Former state Rep. Tamara Grigsby, who had recently been tapped to lead Dane County’s new Department of Equity and Inclusion, died unexpectedly Monday, according to County Executive Joe Parisi.
Parisi released a statement Tuesday that said Grigsby, 41, died of unexpected “health complications” Monday. His chief of staff Josh Wescott said the county executive’s office did not know the exact cause of death.
“Tamara was a special human being whose sole motivation in life was to make a difference in the lives of others — a goal at which she excelled,” Parisi said in the statement. “She was a public servant to be emulated, but more than that she was our friend, and we will miss her so.”
Grigsby graduated from Madison Memorial High School and earned a bachelor’s degree from Howard University in Washington, D.C., before returning home for a master’s degree at the University of Wisconsin-Madison.
She worked in the Milwaukee office of the Wisconsin Council on Children and Families before running for the 18th District Assembly seat in 2004. She defeated two others in a primary and was uncontested in the general election.
Grigsby served in the legislature from 2005 until 2013, advocating on a variety of topics adversely affecting poor, minority communities.
In 2005, she pushed for the state to require sex education to teach “scientifically based information and instruction,” including the effectiveness of federally approved birth control methods. She also called for studies of black incarceration rates and pushed for expansion of race data reporting resulting from police traffic stops. Later in her legislative stint, Grigsby clashed with Republicans on cuts to low-income tax credits and BadgerCare Plus.

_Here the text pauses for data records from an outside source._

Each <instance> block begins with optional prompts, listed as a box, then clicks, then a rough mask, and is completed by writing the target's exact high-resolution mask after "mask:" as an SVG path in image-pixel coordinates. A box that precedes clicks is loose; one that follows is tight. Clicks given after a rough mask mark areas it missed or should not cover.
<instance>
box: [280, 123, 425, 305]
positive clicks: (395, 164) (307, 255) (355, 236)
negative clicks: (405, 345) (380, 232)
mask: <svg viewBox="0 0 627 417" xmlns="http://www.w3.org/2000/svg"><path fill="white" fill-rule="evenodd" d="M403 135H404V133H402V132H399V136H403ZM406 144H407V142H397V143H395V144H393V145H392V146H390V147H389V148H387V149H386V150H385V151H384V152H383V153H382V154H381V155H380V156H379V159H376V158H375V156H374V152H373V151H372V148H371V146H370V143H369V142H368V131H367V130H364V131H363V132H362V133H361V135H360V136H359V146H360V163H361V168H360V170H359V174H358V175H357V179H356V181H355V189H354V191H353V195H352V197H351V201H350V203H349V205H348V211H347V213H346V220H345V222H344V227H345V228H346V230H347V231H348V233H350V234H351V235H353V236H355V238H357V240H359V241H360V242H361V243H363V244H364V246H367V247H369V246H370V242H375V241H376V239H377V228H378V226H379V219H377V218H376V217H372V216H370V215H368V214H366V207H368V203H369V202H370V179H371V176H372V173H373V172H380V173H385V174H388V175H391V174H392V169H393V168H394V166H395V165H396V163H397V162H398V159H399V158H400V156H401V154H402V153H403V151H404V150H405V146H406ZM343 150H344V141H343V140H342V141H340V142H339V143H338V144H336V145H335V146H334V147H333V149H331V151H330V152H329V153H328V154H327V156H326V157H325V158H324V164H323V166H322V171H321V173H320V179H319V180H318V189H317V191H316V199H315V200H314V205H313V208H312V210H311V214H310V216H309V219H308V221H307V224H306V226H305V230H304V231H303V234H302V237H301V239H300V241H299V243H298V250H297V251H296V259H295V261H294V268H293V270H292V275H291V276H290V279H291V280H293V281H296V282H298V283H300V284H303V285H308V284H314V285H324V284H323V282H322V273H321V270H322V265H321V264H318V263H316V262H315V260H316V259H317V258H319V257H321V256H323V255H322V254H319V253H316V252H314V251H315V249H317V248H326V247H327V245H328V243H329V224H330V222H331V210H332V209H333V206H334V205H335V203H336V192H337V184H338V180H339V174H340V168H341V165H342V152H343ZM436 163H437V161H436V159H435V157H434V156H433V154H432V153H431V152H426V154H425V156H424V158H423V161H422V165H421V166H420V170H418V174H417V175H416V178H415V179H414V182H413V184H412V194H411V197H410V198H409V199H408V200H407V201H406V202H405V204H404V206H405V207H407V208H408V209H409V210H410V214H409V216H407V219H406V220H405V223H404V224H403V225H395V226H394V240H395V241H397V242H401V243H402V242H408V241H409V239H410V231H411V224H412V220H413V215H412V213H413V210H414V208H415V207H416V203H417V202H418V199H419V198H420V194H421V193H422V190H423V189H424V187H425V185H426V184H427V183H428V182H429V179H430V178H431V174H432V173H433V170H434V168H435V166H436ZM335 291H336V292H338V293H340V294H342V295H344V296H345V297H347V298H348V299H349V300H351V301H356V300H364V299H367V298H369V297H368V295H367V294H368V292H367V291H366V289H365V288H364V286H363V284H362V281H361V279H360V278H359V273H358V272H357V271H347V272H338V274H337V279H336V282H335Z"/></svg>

Grigsby was hospitalized for more than a month in December 2011 to undergo cancer treatment.
“During her time in the legislature and throughout her life, Rep. Grigsby dedicated herself to ensuring basic fairness, equality and justice for all our citizens,” Assembly Minority Leader Peter Barca said in a statement. “She also served admirably as a member of the legislature’s Joint Finance Committee during one of the most tumultuous sessions in Wisconsin political history.
“When she endured a life-threatening battle with cancer toward the end of her Assembly tenure, she fought as courageously and forcefully as she always did on behalf of her constituents.”
The Rev. Everett Mitchell recalled working with Grigsby on a United Way task force on police use of force.
“She came home to Madison to serve it the way she served the state,” Mitchell said in a statement. “I will miss her candor, her insight and broad vision. She remains a rich and deep personality of progress.”
Prior to being selected to head the county’s new Department of Equity and Inclusion last year, Grigsby worked as a community outreach coordinator for Parisi, who credited her with developing the county’s 2015 “Access to Opportunity” policy initiatives.
Grigsby’s family will hold a private memorial service, but Parisi said a public celebration of her life will be held at a later date.